This afternoon, the Chancellor delivered his last Budget before Brexit, and still he managed to produce a few surprise measures among the inevitable re-announcements. The most significant measures included:
GDP growth forecast
Public sector net borrowing
2019-20 £31.8 billion
2020-21 £26.7 billion
2021-22 £23.8 billion
2022-23 £20.8 billion
2023-24 £19.8 billion
National debt as share of GDP will fall from 83.7% this year to 74.1% by 2023-24.
Tax and NIC
- Entrepreneurs’ Relief – minimum qualifying period to be extended from one to two years for disposals made on or after 6 April 2019.
- Entrepreneurs’ Relief – definition of “personal company” tightened with immediate effect.
- Annual Investment Allowance to increase from £200,000 to £1 million for two years, from January 2019.
- New Digital Services Tax – from April 2020, profitable companies with over £500 million a year in global revenues will pay 2% tax on their UK revenue.
- Relief for the cost of acquiring IP-rich businesses.
- R&D tax credits – from April 2020, the amount of payable credit that a qualifying loss-making SME can receive through the relief in any one year will be capped at three times the company’s total PAYE and NIC liability for that year.
- Income tax – planned increases of personal allowance to £12,500 and higher-rate threshold to £50,000 will be brought forward from 2020 to April 2019.
- Apprenticeship levy – contribution of small companies to be reduced from 10% to 5%.
- New Structures and Buildings Capital Allowance (SBA) of 2% for new non-residential structures and buildings.
- Reduction in “Special Rate” Capital Allowance from 8% to 6% per annum.
- Restrictions to Capital Gains tax exemption for main residence – from April 2020, lettings relief only available for shared occupation, and “deemed occupation” reduced from 18 months to 9 months.
- Restrictions to use of corporate capital losses in line with income loss restrictions.
- IR35 Reforms for public sector being extended to include medium and large private businesses from April 2020.
- Employment Allowance to be targeted at small and medium businesses with an Employer NICs bill under £100,000 a year from April 2020.
- Insolvency – HMRC to become a preferred creditor.
- Rates for companies with a rateable value of £51,000 or less will be cut by third over two years.
- £900 million in relief for small businesses.
- Schools – £400 million to help schools buy kit.

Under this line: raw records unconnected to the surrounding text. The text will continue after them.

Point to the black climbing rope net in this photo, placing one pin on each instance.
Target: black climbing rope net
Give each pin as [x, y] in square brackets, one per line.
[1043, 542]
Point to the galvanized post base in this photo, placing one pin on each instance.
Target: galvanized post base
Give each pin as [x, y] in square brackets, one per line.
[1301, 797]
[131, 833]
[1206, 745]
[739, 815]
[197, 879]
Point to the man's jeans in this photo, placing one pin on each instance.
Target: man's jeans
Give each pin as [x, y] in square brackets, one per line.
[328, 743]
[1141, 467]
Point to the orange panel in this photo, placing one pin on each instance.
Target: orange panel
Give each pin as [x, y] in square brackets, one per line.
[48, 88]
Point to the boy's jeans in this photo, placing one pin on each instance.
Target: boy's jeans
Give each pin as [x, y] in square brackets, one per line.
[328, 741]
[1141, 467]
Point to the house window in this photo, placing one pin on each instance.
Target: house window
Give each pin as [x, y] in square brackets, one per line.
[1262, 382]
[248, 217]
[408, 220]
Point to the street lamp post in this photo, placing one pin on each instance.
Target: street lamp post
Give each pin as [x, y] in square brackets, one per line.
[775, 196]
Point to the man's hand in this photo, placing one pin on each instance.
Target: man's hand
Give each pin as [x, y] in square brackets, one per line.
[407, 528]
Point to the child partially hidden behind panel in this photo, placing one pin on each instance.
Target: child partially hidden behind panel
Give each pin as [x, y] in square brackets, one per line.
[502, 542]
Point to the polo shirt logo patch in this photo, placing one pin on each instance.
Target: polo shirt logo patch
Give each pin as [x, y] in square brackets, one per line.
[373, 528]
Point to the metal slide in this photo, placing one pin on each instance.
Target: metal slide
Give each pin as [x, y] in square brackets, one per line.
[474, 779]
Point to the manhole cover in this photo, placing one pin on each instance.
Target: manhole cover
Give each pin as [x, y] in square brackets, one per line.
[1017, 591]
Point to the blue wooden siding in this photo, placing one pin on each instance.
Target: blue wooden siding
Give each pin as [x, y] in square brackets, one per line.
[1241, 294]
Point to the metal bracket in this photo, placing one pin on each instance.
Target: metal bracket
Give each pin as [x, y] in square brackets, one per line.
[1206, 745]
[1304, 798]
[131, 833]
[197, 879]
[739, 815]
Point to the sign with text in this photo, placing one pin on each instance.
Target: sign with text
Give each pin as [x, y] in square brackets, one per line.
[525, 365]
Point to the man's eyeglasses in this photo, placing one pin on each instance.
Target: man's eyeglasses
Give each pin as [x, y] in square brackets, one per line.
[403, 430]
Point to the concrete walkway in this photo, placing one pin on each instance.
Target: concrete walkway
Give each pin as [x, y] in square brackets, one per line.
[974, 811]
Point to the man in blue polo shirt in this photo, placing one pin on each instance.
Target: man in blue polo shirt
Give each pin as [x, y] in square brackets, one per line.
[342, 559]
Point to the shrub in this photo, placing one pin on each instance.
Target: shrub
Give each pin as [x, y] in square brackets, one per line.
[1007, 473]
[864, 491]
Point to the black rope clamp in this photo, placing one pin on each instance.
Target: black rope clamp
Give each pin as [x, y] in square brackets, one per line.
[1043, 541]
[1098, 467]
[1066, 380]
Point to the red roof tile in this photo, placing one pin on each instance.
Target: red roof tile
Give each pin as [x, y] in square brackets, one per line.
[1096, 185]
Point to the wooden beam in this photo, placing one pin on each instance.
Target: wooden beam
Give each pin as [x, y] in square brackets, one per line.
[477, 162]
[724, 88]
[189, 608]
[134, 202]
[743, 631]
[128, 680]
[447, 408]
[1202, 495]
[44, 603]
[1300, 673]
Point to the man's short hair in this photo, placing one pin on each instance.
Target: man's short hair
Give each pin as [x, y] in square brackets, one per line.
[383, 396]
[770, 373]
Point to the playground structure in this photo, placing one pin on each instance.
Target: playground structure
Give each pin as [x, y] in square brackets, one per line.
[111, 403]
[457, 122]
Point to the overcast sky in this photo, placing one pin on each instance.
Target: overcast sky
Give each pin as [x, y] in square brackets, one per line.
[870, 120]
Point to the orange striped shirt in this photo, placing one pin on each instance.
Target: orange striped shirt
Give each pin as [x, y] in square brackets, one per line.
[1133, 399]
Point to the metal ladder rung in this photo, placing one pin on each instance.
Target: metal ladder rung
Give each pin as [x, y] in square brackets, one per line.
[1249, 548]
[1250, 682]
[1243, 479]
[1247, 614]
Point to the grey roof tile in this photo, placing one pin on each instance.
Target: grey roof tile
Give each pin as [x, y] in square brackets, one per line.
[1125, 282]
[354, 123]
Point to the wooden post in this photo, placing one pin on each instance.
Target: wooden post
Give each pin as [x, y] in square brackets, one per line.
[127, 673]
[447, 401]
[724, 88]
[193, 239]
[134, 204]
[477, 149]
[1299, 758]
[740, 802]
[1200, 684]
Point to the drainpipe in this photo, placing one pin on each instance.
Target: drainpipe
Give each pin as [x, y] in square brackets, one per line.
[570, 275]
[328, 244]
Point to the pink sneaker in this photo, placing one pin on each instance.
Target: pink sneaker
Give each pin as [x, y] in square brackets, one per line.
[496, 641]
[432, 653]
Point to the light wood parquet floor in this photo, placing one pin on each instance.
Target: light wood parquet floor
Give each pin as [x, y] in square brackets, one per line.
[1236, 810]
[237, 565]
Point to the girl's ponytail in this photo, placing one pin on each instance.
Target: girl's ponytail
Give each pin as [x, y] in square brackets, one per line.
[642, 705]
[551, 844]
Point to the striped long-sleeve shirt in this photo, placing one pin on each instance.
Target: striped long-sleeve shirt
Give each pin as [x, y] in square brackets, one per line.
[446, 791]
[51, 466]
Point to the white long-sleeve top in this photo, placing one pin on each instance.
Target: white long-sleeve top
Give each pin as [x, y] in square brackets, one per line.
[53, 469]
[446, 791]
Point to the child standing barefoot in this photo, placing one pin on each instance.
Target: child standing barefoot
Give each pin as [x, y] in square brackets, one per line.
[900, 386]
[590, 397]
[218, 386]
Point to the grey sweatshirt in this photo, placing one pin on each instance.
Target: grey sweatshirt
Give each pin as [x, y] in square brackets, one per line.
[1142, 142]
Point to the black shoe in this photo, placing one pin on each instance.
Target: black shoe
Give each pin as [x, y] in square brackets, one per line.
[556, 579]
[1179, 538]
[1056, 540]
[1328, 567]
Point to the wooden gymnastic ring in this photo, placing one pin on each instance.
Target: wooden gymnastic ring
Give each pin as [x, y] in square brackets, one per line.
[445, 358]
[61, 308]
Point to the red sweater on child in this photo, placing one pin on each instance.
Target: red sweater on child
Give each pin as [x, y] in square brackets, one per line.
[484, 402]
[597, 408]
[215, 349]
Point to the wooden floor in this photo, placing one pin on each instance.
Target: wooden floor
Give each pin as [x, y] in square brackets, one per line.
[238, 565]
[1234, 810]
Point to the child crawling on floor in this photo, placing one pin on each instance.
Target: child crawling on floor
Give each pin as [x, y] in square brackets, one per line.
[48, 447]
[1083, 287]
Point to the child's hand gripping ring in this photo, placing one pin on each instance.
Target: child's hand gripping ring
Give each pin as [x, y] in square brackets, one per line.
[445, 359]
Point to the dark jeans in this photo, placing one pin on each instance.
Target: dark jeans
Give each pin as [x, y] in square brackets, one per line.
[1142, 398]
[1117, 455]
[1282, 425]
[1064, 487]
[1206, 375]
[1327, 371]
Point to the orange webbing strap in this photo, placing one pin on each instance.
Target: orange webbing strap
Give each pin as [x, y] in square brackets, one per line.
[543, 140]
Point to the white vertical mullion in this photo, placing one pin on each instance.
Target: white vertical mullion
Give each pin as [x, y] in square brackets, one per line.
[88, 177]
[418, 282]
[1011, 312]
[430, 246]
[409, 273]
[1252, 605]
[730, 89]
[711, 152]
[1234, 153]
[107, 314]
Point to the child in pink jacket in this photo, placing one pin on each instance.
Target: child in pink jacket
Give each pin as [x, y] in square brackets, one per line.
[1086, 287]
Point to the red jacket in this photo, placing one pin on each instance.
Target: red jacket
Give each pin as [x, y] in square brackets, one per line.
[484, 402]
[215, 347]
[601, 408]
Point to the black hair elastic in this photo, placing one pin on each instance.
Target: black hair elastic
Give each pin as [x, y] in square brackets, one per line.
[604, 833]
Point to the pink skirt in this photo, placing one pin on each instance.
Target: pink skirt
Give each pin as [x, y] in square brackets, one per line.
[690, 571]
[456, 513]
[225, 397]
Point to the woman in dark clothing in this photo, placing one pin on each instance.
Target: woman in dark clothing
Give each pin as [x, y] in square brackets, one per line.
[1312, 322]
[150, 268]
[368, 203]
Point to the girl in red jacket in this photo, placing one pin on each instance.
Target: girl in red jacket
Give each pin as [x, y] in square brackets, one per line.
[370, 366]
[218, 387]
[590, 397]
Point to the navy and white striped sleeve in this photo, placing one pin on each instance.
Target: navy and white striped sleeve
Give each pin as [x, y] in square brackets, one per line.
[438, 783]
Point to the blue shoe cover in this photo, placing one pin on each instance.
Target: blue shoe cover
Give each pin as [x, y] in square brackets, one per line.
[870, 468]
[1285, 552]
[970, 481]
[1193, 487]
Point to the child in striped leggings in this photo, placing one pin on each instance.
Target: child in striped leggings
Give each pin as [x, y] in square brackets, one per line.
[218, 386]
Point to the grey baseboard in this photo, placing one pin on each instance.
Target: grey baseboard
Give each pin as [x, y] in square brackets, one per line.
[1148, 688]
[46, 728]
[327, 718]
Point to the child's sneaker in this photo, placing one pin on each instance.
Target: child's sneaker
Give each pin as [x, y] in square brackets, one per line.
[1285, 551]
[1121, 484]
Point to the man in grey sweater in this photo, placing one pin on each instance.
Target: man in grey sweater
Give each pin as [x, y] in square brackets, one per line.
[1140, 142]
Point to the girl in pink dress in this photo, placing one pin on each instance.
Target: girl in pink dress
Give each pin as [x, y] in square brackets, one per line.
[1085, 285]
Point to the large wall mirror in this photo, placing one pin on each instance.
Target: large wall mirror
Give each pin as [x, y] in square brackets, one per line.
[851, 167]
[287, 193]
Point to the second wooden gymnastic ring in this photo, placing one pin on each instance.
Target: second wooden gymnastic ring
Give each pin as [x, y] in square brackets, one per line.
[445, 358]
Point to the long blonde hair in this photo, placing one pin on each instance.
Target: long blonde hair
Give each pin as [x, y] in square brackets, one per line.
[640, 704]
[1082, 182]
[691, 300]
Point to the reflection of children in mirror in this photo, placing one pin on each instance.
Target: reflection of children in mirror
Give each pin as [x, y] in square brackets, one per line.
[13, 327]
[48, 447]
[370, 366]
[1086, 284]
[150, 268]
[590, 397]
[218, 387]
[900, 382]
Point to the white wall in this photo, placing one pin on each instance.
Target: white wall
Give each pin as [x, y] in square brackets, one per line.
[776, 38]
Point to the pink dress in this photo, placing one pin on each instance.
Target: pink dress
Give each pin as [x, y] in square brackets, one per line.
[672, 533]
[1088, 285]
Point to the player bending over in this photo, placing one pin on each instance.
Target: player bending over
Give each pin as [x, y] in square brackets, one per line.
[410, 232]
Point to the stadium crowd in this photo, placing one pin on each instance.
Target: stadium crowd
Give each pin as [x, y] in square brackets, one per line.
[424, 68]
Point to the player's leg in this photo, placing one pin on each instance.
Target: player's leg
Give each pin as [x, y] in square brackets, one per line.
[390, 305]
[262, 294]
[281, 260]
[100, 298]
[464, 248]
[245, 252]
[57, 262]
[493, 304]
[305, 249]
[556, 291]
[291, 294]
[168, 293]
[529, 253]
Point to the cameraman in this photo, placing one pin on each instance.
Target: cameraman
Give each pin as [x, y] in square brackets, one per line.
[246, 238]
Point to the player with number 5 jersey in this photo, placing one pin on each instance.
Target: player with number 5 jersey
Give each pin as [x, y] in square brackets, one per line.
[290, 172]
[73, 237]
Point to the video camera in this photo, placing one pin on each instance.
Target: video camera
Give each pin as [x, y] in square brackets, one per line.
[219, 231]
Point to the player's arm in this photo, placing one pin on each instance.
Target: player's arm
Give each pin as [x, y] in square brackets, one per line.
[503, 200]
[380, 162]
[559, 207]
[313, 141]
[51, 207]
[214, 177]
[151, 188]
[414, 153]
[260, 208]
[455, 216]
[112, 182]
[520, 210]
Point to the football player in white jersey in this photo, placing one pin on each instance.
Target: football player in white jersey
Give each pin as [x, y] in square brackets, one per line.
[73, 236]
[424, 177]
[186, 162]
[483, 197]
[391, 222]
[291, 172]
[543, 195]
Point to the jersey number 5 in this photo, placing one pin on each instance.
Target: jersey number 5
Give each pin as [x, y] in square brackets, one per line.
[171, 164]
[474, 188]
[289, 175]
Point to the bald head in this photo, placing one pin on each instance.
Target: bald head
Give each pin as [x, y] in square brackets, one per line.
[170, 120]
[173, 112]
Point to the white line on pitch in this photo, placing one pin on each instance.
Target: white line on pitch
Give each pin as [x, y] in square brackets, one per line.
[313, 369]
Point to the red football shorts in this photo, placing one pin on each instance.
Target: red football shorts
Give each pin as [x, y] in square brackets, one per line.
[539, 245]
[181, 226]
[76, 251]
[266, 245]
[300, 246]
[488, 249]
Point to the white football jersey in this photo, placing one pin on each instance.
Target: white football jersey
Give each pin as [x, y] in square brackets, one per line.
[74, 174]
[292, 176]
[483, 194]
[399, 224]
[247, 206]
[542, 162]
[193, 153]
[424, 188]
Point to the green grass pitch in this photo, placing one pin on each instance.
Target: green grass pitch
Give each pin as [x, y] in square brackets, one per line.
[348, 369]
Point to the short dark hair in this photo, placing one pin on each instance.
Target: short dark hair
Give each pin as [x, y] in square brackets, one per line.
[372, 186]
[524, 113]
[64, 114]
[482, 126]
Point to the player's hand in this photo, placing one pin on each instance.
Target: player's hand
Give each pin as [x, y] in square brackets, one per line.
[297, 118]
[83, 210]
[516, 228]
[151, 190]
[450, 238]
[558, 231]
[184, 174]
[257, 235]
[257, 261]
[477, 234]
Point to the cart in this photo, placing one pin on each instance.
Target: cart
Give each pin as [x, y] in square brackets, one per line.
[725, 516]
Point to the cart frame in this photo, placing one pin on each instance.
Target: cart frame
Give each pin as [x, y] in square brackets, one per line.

It will be a one-off capital payment worth an average of £10,000 per primary and £50,000 per secondary school.
- £420 million to local highway authorities for road repairs.
- Abolishing PFI and PF2 but will honour commitment to existing contracts.
- Start-up loan funding to be extended to 2021, helping 10,000 entrepreneurs. Contribution of smaller firms to apprenticeship levy to be reduced from 10% to 5%.
- SDLT abolished for all first-time buyers of shared-ownership properties up to £500,000. Will be applied retrospectively date of the last Budget.
- £500 million for the Housing Infrastructure Fund, designed to enable a further 650,000 homes to be built
- £1 billion of British Business Bank guarantees to support smaller housebuilders.